Beauty And Truth: A False Equation

Einstein said that “the only physical theories that we are willing to accept are the beautiful ones”. But what can “beauty” mean, in science? In practice it seems to connote qualities such as simplicity, inevitability, symmetry. But this is a strange idea of beauty; we usually associate beauty with degrees of complexity and surprise. “Our galleries are not, on the whole, filled with paintings of perfect spheres” (3,050 words)

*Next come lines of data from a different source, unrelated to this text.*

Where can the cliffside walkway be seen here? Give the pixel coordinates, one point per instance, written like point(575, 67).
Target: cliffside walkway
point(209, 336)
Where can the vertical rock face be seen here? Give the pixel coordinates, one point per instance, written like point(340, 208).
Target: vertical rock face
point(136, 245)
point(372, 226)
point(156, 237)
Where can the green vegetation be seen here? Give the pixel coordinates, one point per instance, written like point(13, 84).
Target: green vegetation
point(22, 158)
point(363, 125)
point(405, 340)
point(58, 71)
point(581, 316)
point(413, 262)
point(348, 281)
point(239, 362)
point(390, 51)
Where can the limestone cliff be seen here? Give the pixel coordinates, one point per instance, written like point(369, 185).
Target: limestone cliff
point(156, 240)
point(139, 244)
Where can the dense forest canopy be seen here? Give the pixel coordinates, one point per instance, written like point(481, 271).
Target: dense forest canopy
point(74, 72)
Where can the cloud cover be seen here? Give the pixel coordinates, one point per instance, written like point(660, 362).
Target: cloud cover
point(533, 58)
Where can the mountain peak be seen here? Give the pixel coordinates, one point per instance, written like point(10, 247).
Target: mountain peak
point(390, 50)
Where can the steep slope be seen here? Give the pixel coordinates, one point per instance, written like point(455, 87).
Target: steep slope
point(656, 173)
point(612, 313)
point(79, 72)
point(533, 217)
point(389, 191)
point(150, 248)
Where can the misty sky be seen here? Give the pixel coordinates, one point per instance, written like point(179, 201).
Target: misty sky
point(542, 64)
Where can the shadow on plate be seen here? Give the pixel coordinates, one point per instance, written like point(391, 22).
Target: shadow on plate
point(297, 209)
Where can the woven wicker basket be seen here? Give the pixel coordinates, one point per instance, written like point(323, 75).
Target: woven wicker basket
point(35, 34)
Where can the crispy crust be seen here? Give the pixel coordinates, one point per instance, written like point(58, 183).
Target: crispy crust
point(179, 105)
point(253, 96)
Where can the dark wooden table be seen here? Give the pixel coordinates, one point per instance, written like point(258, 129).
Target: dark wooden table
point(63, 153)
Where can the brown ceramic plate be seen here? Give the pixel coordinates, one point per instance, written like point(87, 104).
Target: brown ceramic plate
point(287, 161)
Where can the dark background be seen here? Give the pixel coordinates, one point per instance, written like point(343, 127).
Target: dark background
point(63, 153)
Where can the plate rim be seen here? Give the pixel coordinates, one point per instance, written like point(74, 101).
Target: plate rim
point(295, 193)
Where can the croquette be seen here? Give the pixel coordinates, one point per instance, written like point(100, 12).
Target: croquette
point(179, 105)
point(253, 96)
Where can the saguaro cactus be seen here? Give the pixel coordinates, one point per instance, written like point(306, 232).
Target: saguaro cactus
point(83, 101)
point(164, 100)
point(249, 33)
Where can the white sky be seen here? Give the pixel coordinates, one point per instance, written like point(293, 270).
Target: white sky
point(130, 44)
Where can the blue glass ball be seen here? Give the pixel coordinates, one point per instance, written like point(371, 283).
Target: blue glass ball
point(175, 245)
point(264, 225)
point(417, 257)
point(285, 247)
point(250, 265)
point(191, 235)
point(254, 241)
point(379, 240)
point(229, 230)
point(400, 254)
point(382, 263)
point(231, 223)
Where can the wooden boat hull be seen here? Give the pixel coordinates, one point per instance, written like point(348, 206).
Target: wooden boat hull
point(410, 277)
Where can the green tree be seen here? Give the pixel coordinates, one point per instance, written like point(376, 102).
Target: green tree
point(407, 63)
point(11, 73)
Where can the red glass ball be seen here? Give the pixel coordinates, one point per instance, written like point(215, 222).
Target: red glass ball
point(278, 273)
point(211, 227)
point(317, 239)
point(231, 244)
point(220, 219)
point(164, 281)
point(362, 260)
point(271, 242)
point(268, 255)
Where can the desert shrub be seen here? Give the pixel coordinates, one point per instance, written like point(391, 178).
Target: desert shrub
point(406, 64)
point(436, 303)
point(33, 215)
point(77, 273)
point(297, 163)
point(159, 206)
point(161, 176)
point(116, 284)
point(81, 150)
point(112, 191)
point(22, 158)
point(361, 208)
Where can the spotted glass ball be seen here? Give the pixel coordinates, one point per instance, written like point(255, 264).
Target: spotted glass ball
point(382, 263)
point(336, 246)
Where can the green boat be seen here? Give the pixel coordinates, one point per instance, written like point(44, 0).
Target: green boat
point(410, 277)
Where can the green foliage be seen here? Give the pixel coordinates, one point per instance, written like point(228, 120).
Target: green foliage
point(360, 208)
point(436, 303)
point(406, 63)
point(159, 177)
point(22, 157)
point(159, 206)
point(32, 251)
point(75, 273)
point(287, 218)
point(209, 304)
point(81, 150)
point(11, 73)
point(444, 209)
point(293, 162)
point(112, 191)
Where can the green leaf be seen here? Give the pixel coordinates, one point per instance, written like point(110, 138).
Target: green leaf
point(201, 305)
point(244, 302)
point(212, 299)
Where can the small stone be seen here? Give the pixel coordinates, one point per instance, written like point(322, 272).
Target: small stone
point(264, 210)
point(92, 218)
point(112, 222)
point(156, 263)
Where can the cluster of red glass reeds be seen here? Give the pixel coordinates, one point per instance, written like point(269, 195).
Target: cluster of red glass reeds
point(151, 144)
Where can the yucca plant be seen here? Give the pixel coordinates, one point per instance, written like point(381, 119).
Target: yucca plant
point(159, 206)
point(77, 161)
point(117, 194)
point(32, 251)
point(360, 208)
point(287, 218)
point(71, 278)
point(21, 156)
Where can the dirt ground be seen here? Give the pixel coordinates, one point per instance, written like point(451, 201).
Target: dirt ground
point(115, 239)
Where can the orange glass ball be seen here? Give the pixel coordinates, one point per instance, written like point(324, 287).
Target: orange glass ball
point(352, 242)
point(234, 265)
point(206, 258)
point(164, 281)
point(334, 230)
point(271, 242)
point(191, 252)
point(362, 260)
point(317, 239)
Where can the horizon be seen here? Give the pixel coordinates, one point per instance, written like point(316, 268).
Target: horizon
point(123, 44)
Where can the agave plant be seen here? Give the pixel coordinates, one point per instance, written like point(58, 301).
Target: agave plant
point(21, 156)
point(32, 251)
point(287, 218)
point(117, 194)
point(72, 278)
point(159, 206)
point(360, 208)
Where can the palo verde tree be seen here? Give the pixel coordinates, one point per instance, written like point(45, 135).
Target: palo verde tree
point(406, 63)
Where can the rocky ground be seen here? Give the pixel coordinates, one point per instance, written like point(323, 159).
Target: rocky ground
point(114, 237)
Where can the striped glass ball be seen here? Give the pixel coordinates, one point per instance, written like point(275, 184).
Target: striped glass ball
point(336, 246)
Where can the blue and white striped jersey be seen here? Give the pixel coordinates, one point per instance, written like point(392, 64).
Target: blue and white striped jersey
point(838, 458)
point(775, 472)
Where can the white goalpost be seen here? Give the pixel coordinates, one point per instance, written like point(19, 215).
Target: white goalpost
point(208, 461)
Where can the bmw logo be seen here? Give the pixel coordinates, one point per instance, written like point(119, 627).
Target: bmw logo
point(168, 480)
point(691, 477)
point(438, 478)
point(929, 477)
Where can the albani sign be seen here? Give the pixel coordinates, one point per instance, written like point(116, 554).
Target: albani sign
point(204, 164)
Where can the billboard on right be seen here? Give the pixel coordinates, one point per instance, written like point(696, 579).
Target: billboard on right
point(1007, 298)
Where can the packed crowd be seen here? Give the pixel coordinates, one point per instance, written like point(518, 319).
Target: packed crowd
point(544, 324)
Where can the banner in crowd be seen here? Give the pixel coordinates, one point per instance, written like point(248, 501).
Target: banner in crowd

An Interview With Ai Wewei

China’s leading dissident artist is busier than ever, employing 40 assistants in his Beijing studio and mocking “absurd” state surveillance by publishing every detail of his life via social media. “Being threatened is addictive. When those in power are infatuated with you, you feel valued”. Ai the artist and Ai the dissident have merged in “an ongoing performance in which the man has become the art, and the art is the man” (3,200 words)

Nature’s Other Drive

Physics and chemistry describe a world that, for all its complication, is basically mechanical; biology describes a world that is not. The logic of life may be more randomised, it may be more purpose-driven; the universal rules have eluded us — but perhaps not for much longer. “The conceptual unification of biology with physics and chemistry is now underway.” It begins with new understanding about the origins of life (2,300 words)

The Mathematical World

On the philosophy of mathematics. Two essential characteristics distinguish mathematics from other sciences: Complete abstraction, and the claim to discover absolute truths. But is mathematics anything more than a set of internally consistent rules — and therefore, at some level, a tautology? Or are those rules determined by external realities? Short answer: the latter. Symmetries and ratios exist in nature, for example (2,400 words)

A Mad World

Psychiatrist discusses “diagnostic creep” — the conceptualising of more and more patterns of behaviour as mental illness. “We don’t think that everyone is crazy, nor are we necessarily guilty of pathologising normal existence”. The question is always whether treatment might be useful: “A continuous view of mental illness extends into areas that might actually be normal, but still detract from optimal, day-to-day function” (2,100 words)

Return To Nib’s Knoll

Memoir of exploring the internet in the early 1990s via MicroMUSE, a community housed on a server in MIT’s AI lab. The “rudimentary” scripting language, “at about the level of Excel macros”, allowed “anyone to create anything: an object, a room, a house, a chocolate factory”. It was “a premonition of Minecraft, with the same sense of open-ended possibility that speaks so powerfully to 14-year-olds today” (2,700 words)

Hell On Earth

Life-extension technologies could keep bad people alive as well as good ones, allowing prolonged punishment for unusually wicked criminals — an idea with many moral complications: “If you put someone in prison for a crime they committed at 40, they might, strictly speaking, be an entirely different person at 940. And that means you are effectively punishing one person for a crime committed by someone else” (2,800 words)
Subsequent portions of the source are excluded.